Cordy Tindell “C.T.” Vivian was studying history at Western Illinois University when he dropped out to make history instead. A minister, a friend of Martin Luther King Jr.’s and a key organizer in the civil rights movement of the 1960s, Vivian died on July 17 at the age of 95, the same day as longtime Georgia Congressman and fellow activist John Lewis.
In a movement in which young people like Lewis played a large role, Vivian represented an older generation that had laid many of its stepping-stones. It was the experience of growing up in Macomb, Ill., during the Great Depression that ignited his passion for economic justice. When he left college and went on to participate in a sit-in that led to the successful integration of a Peoria, Ill., eatery, it was only 1947–more than a full decade before the famous sit-in at the Woolworth’s lunch counter in Greensboro, N.C.
Vivian honed his studies of nonviolence and strengthened his connections to the movement as a seminary student in Nashville in the late 1950s.
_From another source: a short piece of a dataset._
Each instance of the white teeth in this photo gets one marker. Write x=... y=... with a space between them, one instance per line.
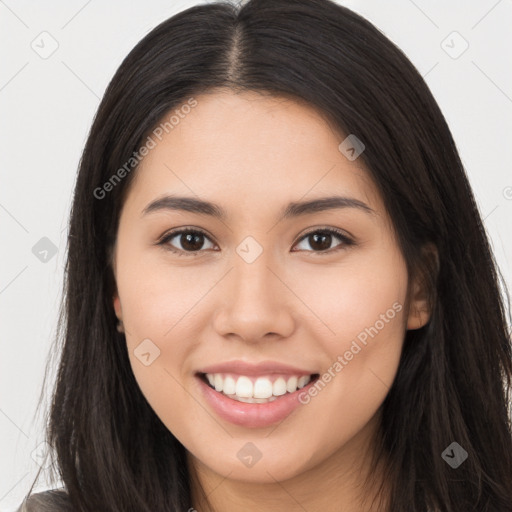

In the years that followed, his life was a study in the reality that even those dedicated to nonviolence were forced to put those strategies to use in violent situations. In 1961, at the end of the Freedom Rides to challenge segregation on interstate buses, Vivian was beaten by Mississippi prison guards. And on Feb. 16, 1965, outside a Selma courthouse, Vivian compared notorious sheriff Jim Clark to Hitler; TV cameras captured Clark punching Vivian in the face. “We’re willing to be beaten for democracy,” Vivian hollered back. Two days later, he led a peaceful march in Marion, Ala., where a state trooper beat and shot civil rights activist Jimmie Lee Jackson. (Jackson died of his injuries.) The media coverage of these assaults on Black people helped persuade Republican politicians to call for federal legislation on voting rights.
Vivian didn’t stop there. His status as a pioneer was complemented by the remarkable longevity of his activism. In 2013, President Barack Obama awarded Vivian the Presidential Medal of Freedom, the nation’s highest civilian honor, hailing him as “still in the action, pushing us closer to our founding ideals.”